How fumbling are the amateurs? Let’s just say that, for once, I wasn’t the worst in the group. In fact, I was probably somewhere in the middle. (Exclude The Resident Carpenter, who not surprisingly turned out to be the opposite of a fumbling amateur and could probably make a fair living as a professional tuna guy. I’m still waiting to find something Nathan ISN’T good at.)

Didn’t matter. Either the boat caught the fish on the trolling poles, or the crew hooked them with live bait on the hand poles, then turned them over to us to get them to the boat. Our part finished, the gaffer (not the glassblowing kind but the kind that holds the fishyhookypoley thing) grabbed the fish by the gills and brought it onboard, where another crew member did the jabby-stabby screwdriver thing to bleed out the fish, then iced it down in storage.

It felt a bit like cheating. Or maybe stabbing fish in a barrel.

Nathan, who has spent much of his life creating his own food by hunting, fishing, farming, woods-gathering, and animal husbandrying, doesn’t share my feelings on this point. In his world, when you’re hungry, and delicious food is walking around in an available kinda way, you grab it. You can worry about the moral issues later, when you have enough money to visit the grocery store.

My profound moral dilemma, however, didn’t prevent enjoying the fruits of the crew’s labor: We caught 22 tuna, and I eagerly lined up for my share.

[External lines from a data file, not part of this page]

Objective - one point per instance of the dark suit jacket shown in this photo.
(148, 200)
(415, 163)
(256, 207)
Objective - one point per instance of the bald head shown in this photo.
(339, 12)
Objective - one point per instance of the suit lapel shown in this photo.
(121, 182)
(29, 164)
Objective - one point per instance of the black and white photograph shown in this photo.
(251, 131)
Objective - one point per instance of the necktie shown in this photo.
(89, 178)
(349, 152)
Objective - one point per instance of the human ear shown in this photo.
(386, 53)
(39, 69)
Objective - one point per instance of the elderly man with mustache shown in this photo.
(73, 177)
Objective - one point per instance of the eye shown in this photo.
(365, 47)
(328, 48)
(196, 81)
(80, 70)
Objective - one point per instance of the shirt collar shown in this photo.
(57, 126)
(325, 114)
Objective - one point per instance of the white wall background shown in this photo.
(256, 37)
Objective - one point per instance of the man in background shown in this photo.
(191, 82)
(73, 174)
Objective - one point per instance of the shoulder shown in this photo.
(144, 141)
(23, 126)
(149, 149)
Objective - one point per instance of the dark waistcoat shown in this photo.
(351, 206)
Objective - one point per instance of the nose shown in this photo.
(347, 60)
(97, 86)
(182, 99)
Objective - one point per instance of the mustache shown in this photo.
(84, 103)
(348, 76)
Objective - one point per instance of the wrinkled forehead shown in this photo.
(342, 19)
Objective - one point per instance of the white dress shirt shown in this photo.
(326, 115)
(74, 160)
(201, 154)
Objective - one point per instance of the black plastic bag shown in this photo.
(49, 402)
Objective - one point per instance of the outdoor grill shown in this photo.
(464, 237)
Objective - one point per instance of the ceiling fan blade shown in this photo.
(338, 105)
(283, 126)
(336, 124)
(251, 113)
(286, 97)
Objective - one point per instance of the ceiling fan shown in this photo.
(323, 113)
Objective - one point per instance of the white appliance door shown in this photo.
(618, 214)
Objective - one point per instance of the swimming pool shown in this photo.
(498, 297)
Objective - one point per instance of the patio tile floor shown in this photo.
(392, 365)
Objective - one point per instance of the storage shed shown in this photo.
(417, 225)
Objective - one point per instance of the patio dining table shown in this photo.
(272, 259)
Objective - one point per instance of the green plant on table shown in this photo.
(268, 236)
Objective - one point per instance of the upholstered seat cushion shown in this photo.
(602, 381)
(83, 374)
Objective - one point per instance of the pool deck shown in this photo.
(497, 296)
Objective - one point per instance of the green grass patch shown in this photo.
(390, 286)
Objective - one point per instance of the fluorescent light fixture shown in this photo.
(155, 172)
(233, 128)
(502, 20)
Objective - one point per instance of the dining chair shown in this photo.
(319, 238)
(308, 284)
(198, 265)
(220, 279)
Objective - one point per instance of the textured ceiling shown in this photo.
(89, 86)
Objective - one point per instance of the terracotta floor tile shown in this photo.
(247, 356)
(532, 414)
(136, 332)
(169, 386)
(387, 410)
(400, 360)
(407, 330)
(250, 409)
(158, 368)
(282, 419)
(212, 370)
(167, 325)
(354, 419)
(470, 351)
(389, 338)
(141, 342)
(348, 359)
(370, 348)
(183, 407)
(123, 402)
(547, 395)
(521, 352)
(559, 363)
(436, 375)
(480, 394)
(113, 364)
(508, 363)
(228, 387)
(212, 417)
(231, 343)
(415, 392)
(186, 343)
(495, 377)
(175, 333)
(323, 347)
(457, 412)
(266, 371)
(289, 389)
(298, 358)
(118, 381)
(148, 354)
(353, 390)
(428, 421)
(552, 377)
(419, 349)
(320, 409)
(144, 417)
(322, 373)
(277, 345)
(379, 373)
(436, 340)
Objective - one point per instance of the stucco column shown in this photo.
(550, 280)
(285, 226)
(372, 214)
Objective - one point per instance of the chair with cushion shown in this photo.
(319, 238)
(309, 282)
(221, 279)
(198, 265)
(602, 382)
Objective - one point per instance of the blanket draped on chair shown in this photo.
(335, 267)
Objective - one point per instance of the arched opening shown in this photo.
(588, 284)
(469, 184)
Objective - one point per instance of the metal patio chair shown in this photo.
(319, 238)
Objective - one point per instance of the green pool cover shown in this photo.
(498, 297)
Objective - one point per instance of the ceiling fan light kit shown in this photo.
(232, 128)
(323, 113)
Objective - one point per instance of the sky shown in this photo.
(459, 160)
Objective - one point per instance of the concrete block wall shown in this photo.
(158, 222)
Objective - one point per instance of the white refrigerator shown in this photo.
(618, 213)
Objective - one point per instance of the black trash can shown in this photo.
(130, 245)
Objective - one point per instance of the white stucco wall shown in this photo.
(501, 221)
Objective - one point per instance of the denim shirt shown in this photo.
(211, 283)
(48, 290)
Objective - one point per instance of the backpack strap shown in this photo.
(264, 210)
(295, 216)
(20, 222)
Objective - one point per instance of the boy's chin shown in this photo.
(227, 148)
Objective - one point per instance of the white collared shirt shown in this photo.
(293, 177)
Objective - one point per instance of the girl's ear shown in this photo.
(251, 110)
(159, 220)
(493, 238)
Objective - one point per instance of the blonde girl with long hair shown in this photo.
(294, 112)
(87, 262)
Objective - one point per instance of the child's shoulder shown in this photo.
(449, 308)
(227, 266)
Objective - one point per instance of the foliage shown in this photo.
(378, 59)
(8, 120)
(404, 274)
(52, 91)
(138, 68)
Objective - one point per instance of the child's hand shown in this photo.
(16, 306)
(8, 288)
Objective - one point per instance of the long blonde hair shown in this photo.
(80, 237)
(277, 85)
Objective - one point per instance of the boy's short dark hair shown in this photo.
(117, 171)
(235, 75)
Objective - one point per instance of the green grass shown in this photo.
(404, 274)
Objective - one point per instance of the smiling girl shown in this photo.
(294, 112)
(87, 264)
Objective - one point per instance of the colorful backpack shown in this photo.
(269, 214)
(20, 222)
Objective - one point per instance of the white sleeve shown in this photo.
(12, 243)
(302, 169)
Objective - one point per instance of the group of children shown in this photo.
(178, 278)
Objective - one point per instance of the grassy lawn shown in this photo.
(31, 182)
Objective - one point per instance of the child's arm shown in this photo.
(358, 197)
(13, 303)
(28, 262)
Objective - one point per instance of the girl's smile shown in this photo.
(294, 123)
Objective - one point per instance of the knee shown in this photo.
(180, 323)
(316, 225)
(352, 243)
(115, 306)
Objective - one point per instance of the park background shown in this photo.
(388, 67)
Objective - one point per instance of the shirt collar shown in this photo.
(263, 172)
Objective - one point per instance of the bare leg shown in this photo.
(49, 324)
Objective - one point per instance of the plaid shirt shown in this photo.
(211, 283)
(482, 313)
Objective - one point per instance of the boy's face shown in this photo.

The nice thing about the crew-labor arrangement is that the catch is divided evenly among the customers, no matter who caught which. Each of us wound up with about 1.75 tuna, or approximately 45 pounds each before cleaning. The RC and I took home 14 tuna tenderloins, or roughly 50 pounds of delicious fishmeat suitable for sushi-making, searing, or just smoking and grilling.

Or maybe canning. We haven’t decided.

When you bring your tuna catch ashore, kind folk are waiting to turn it into tenderloins. Cost is about $5 per fish to clean, another $10 or so to vacuum-pack it.

The nice folk on the shore smiled and cleaned and trimmed our fish, then vacuum-packed it. I was delighted; the RC was slightly less delighted. “Not exactly 438 pounds of fish,” he grumbled, eyeing me disapprovingly.

“Oh well,” I said lightly, “There’s still plenty to share with our friends. You want to take a loin to our neighbor, Kim?”

And THAT, friends, is how you turn a Resident Carpenter into an angry wolf: Suggest giving away his tuna. “Do what ever you want with YOUR share…” he growled.

Since I prefer to keep all ten of my digits, this blogpost is likely the closest you’re going to get to our tuna. The RC doesn’t growl often, but when he does, he means it. The tuna stays in the freezer.

Time to get out the BBQ grill and get cooking…

*OK, they CALL them tuna loins, or tenderloins, but they’re really thick, meaty filets from either side of the fish. They closely resemble beef tenderloin before it’s cut into filet mignon, though, hence the name. If you’ve ever had great seared tuna, or toro/maguro sashimi, you’ll know it tastes a lot like that, too.